Test your glucose before, during and after training

It is important that, before training, you measure your blood glucose levels. If they are between 90 mg/dl and 130 mg/dl (or 5 mmol/l and 7.22 mmol/l) you must eat something. If they are between 130 mg/dl and 250 mg/dl (or 7.22 mmol/l and 13.88 mmol/l) you can do sport directly. When you have finished, it is important that you also measure your blood glucose, because doing exercise can affect your blood glucose levels up to 8 hours later.

Let your coach and your team know

For your safety, it is recommended that both your coach and your team are aware that you have diabetes and how to act in emergency situations. This will also allow you to stop to eat during training if you need to or stop training if you are not feeling well.

Be prepared if you play basketball with diabetes

In case of possible blood sugar changes, always carry fast-absorbing carbohydrates and your medication with you. Also, make sure that someone on the team or your coach knows exactly what to do in case of a serious situation.
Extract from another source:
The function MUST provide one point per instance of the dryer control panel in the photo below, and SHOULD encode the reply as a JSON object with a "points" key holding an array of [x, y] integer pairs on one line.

Always check with your doctor

Your endocrinologist knows your diabetes and its treatment very well. So if you’re thinking about starting basketball with diabetes, do it under his or her supervision and readjustment of your medications. This will help you train more safely.

What can I do to prevent my sensor from falling off while doing basketball with diabetes?


If you don’t know how to prevent your sensor from falling off while training, you have several options that may help you below:

  • Fixers: In spray or liquid form, fixers are applied before the sensor and improve its adhesion.
  • External sprays: After putting on the sensor, you can apply another alternative, fixative sprays. These create a protective layer over the sensor and the skin.
  • Adhesive tapes: If you prefer to cover the part of your arm where the sensor is, there are adhesive tapes. There are all kinds: hypoallergenic adhesive tape, dressings, adhesive bandages…
  • Combine them to your liking: If you prefer prevention to cure and want to have extra security, try combining the options!